Eliza sat by the window, the only patch of gray in the dimness, her presence so unobtrusive that August sometimes forgot she was there—until, of course, he remembered, and the recollection struck him with something perilously close to gratitude.
Albert had been in and out of consciousness for most of the night. Once, he had opened his eyes and demanded a glass of port which August fetched and held to his lips. Albert drank, coughed, and muttered that if he were to die, he would do it properly fortified.
In the small hours, Dorothy Vestiere had drifted in and out, her energy spent after a long siege of tears. Now, only August and Eliza stood vigil. The nurse dozed on a low stool by the hearth, her head bobbing in time with the fire’s dying light.
The hour grew close and tight, the way time does when one is waiting for disaster. August stood so still that his own pulse began to pound in his ears.
Then, quite suddenly, Albert opened his eyes.
He squinted at August, as if seeing him from a great distance. “You there,” he croaked, “come closer.”
August stepped forward, bending until his face was in the shadow of the old man’s. “I am here, Father.”
Albert’s gaze slid past him then returned. “Not you. My father. Where is he?”
August’s spine went rigid. “He is gone, Father,” he said, reverting instinctively to the role Albert always cast him in at these times. “You are the head of the house now.”
Albert grimaced, half in pain and half in memory.
“That’s a bloody shame,” he said, voice dry as sand.
“He was a bastard, but he kept the books in order.” His hand shot out, grabbing August’s sleeve.
The grip was shockingly strong. “Don’t let them take it from you, boy. They’ll try. They always do.”
August bowed his head, jaw clenched against the ache in his chest. “I won’t, sir.”
Albert’s hand relaxed, but his eyes stayed open, roaming the room with confusion. “Where is my boy?” he asked, softer. “Where’s the little one—August? He shouldn’t be here. He shouldn’t see this.”
The words broke something in him. August felt the iron in his neck give, his shoulders curling forward as if to protect his heart. He let his eyes drop, staring at the trembling fingers that clung to his own.
Across the room, Eliza rose. She moved to stand at August’s side. She did not touch him at first, only watched the tableau: the dying man, the son losing his mooring.
Albert’s voice grew fretful. “Don’t let him in, I said! It’s not right. A child shouldn’t see this—”
“It’s all right,” Eliza said, addressing the old man as if he were a child himself. “He’s not here. You’re safe.”
Albert calmed, the muscles in his face smoothing out. “That’s good,” he murmured, “that’s very good. Tell him I’m sorry. Tell him—” But he never finished.
His hand slackened and dropped, the blue veins luminous against the white sheet.

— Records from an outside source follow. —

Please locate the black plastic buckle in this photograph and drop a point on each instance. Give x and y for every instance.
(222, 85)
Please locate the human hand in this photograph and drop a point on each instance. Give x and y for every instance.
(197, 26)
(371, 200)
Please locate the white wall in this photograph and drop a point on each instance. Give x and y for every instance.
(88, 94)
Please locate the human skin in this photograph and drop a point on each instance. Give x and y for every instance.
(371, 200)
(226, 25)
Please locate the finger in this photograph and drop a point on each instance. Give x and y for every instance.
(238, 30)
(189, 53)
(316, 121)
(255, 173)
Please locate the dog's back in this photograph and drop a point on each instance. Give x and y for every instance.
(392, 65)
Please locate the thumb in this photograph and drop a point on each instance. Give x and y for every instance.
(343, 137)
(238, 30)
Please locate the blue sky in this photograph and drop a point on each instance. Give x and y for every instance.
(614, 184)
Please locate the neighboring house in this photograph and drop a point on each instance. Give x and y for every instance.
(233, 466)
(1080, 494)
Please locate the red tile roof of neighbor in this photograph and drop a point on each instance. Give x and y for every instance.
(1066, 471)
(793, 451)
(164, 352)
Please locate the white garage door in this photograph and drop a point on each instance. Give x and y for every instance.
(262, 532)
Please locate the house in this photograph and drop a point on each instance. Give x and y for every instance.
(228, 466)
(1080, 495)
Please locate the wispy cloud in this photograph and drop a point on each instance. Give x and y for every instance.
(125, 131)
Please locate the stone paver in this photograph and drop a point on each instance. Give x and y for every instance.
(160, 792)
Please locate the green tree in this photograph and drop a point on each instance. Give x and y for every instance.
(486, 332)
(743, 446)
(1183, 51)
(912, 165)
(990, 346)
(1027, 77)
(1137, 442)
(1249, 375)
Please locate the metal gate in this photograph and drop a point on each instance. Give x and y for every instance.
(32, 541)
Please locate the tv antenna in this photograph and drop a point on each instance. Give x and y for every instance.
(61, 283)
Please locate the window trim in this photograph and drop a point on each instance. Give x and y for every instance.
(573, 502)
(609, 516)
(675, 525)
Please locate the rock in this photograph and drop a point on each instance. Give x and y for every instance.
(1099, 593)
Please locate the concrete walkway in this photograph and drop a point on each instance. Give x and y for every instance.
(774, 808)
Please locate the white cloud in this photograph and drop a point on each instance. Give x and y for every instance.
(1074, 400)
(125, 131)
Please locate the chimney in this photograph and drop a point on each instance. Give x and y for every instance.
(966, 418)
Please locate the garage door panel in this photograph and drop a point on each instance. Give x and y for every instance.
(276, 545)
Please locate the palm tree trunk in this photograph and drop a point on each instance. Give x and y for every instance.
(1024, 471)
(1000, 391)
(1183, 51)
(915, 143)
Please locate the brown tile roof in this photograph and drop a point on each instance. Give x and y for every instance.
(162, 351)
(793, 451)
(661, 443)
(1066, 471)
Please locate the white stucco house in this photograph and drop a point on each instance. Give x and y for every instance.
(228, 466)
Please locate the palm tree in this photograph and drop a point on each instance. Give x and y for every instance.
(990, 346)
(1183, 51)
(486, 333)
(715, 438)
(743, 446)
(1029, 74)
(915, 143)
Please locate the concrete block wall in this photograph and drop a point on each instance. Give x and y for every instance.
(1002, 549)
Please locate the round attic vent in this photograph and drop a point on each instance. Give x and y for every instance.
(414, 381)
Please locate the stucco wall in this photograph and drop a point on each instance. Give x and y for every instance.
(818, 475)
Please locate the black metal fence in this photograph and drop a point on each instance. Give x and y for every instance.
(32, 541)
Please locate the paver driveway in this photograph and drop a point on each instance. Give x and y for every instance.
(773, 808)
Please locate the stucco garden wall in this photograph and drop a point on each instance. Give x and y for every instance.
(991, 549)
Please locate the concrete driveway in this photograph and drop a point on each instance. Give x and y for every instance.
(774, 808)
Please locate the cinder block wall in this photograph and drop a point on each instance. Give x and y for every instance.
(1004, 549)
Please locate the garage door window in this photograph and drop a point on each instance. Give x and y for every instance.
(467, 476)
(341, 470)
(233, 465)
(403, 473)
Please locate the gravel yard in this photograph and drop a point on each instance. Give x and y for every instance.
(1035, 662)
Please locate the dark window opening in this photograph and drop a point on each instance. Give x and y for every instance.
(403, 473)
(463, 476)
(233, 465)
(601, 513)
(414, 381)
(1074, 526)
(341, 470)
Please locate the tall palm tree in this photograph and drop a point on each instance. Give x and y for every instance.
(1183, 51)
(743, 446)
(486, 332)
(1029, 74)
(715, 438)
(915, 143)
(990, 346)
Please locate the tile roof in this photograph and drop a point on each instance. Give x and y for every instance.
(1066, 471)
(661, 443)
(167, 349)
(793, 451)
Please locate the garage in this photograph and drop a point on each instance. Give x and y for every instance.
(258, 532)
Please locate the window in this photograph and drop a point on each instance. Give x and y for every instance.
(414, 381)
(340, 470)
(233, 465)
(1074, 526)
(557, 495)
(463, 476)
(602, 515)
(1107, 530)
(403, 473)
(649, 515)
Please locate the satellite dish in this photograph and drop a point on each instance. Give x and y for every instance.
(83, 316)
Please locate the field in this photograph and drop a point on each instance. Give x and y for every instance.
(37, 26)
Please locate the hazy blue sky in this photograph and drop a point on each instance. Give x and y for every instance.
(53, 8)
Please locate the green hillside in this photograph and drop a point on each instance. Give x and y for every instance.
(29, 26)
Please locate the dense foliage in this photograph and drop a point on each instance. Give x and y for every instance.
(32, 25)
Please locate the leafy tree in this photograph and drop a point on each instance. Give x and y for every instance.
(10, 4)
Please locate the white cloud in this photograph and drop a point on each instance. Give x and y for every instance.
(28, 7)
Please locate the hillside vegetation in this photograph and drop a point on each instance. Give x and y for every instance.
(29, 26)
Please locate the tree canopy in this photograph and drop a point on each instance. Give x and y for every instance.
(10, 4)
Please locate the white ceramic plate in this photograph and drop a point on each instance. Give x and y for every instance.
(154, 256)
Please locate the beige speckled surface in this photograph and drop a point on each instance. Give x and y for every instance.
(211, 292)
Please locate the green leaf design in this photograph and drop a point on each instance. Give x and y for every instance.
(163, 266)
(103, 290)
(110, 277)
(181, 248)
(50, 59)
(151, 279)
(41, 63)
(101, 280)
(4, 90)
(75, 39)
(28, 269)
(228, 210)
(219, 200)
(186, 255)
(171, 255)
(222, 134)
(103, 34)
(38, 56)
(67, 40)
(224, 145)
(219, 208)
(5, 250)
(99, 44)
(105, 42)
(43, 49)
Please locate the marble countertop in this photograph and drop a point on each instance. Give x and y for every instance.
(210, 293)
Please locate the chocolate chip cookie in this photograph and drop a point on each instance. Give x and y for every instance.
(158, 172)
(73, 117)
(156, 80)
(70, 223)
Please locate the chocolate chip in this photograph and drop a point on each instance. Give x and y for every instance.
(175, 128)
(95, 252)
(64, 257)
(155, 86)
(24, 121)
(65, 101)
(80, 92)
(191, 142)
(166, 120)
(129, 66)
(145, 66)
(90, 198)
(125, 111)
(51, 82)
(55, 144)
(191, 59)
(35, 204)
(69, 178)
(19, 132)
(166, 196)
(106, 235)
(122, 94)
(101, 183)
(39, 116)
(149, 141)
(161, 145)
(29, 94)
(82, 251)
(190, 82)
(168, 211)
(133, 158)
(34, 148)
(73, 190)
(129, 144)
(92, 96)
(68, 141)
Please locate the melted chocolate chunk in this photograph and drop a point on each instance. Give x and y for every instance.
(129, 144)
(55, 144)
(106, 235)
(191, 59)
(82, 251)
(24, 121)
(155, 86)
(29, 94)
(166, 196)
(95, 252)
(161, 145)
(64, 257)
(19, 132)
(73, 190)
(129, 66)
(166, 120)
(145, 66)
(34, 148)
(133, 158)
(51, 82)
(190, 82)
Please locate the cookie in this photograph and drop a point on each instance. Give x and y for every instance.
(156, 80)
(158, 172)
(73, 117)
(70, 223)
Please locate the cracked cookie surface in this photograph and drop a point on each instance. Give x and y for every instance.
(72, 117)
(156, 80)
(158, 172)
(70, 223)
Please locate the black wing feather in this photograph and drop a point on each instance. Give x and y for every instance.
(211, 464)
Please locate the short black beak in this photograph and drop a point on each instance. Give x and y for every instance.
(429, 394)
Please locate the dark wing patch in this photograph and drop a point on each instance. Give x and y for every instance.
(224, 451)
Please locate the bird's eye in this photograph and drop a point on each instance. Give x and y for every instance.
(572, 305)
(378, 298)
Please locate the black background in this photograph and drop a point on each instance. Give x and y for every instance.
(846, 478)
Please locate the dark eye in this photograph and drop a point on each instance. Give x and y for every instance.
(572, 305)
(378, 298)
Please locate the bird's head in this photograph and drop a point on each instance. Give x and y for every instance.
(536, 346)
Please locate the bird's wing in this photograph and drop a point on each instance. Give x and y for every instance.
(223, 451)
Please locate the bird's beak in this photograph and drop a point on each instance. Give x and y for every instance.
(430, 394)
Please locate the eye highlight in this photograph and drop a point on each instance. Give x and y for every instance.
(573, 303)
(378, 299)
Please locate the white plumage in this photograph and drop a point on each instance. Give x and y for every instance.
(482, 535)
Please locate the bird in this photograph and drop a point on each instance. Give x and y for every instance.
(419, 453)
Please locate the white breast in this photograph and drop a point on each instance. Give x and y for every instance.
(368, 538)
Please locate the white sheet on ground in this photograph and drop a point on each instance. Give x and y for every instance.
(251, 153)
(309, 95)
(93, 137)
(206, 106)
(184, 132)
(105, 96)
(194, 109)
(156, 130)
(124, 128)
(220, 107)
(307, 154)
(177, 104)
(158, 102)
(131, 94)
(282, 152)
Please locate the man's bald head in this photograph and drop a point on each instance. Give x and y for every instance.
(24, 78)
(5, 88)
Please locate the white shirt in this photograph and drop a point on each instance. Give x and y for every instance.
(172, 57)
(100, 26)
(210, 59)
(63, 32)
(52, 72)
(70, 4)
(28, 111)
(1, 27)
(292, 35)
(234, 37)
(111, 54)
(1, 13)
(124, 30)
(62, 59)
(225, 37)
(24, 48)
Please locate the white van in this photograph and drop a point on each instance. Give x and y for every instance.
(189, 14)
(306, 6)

August bowed his head, and for the first time in his life, he did not bother to hide the evidence of grief. A single tear traced down his cheek, burning hot in the cold room. He did not wipe it away.
Eliza placed her hand on his shoulder, solid and real, and let it rest there.
They stood in silence for a long time, the only sound the pop of the dying fire and the slow tick of the clock. The world had gone very still.
When at last August straightened, he did not let go of his father’s hand. He looked down at the old man’s face, the lines now peaceful, and saw not a duke, not a legend, not a symbol, but only the man who had once taught him to ride a horse and to tell the truth, even when it was unbearable.
Eliza leaned in, her breath warm against his ear.
“He knows you’re here,” she whispered. “He always has.”
He closed his eyes, just for a moment, and let himself believe it.